Try it yourself with our free Regex Tester tool — runs entirely in your browser, no signup needed.

How to Use regex to replace in Python

How to use regex to replace in Python

The re module in Python provides a powerful way to search and replace text using regular expressions. This is a crucial skill for any Python developer, as it allows for efficient and flexible text processing. In this guide, we will cover the basics of using regex to replace in Python, including a quick example, a step-by-step breakdown, handling edge cases, common mistakes, performance tips, and frequently asked questions.

Quick Example

import re

text = "Hello, my phone number is 123-456-7890."
pattern = r"\d{3}-\d{3}-\d{4}"
replacement = "[REDACTED]"
new_text = re.sub(pattern, replacement, text)
print(new_text)  # Output: "Hello, my phone number is [REDACTED]."

This example replaces a phone number pattern with a placeholder string.

Step-by-Step Breakdown

Importing the re module

import re

The re module is part of the Python Standard Library, so you don't need to install any additional dependencies.

Defining the text and pattern

text = "Hello, my phone number is 123-456-7890."
pattern = r"\d{3}-\d{3}-\d{4}"

The text variable holds the string we want to modify.
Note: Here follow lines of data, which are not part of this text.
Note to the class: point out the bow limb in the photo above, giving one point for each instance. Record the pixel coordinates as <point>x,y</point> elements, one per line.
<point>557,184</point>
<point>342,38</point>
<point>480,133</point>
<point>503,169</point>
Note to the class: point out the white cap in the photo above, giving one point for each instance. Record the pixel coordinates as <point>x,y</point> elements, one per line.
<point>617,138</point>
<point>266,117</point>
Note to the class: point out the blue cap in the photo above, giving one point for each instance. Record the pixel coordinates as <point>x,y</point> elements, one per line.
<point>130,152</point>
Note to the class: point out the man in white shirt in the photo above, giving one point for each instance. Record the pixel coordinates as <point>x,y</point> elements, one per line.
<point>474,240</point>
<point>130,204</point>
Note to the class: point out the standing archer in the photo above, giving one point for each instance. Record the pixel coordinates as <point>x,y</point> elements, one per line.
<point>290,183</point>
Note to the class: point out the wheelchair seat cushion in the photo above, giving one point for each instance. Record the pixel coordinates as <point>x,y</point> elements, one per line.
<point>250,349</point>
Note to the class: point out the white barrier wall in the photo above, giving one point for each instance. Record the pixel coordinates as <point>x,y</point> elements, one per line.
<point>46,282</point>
The pattern variable is a regular expression that matches the phone number format. The \d special sequence matches any digit, and the {3} and {4} specify the exact number of repetitions.

Defining the replacement string

replacement = "[REDACTED]"

This is the string that will replace the matched phone number.
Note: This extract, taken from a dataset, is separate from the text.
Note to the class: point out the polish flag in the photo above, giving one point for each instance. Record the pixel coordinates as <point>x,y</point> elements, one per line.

Using re.sub() to replace the pattern

new_text = re.sub(pattern, replacement, text)

The re.sub() function takes three arguments: the pattern to match, the replacement string, and the text to modify. It returns a new string with all occurrences of the pattern replaced.

Printing the result

print(new_text)  # Output: "Hello, my phone number is [REDACTED]."

The modified string is printed to the console.

Handling Edge Cases

Empty/null input

text = ""
new_text = re.sub(pattern, replacement, text)
print(new_text)  # Output: ""

If the input string is empty, re.sub() will return an empty string.

Invalid input

text = 123
try:
    new_text = re.sub(pattern, replacement, text)
except TypeError:
    print("Error: Input must be a string.")

If the input is not a string, re.sub() will raise a TypeError. You can catch this exception and handle it accordingly.

Large input

large_text = "Hello, my phone number is 123-456-7890." * 1000
new_text = re.sub(pattern, replacement, large_text)
print(len(new_text))  # Output: 14000

re.sub() can handle large input strings efficiently.

Unicode/special characters

text = "Hello, my phone number is +1-123-456-7890."
pattern = r"\+\d{1,2}-\d{3}-\d{3}-\d{4}"
replacement = "[REDACTED]"
new_text = re.sub(pattern, replacement, text)
print(new_text)  # Output: "Hello, my phone number is [REDACTED]."

re.sub() can handle Unicode characters and special sequences like + and -.

Common Mistakes

Wrong pattern

pattern = r"\d{3}\d{3}\d{4}"  # incorrect pattern

Corrected code:

pattern = r"\d{3}-\d{3}-\d{4}"  # correct pattern

Make sure to use the correct pattern to match your target text.

Missing r prefix

pattern = "\d{3}-\d{3}-\d{4}"  # missing r prefix

Corrected code:

pattern = r"\d{3}-\d{3}-\d{4}"  # correct r prefix

The r prefix is necessary to denote a raw string in Python.

Not handling exceptions

try:
    new_text = re.sub(pattern, replacement, text)
except Exception as e:
    print("Error:", e)

Make sure to handle potential exceptions that may occur during the replacement process.

Performance Tips

Use compiled patterns

compiled_pattern = re.compile(pattern)
new_text = compiled_pattern.sub(replacement, text)

Compiling the pattern beforehand can improve performance when performing multiple replacements.

Use re.sub() with a lambda function

new_text = re.sub(pattern, lambda match: replacement, text)

Using a lambda function can improve performance when the replacement string depends on the matched text.

Avoid unnecessary replacements

if pattern in text:
    new_text = re.sub(pattern, replacement, text)
else:
    new_text = text

Avoid performing replacements when the pattern is not present in the text.

FAQ

Q: What is the difference between re.sub() and str.replace()?

Answer: re.sub() uses regular expressions to match and replace patterns, while str.replace() performs a simple string replacement.

Q: Can I use re.sub() with non-string inputs?

Answer: No, re.sub() requires a string input. Use str() or repr() to convert non-string inputs to strings.

Q: How do I handle Unicode characters in my pattern?

Answer: Use Unicode escape sequences (e.g., \u) or Unicode code points (e.g., \U) to match Unicode characters in your pattern.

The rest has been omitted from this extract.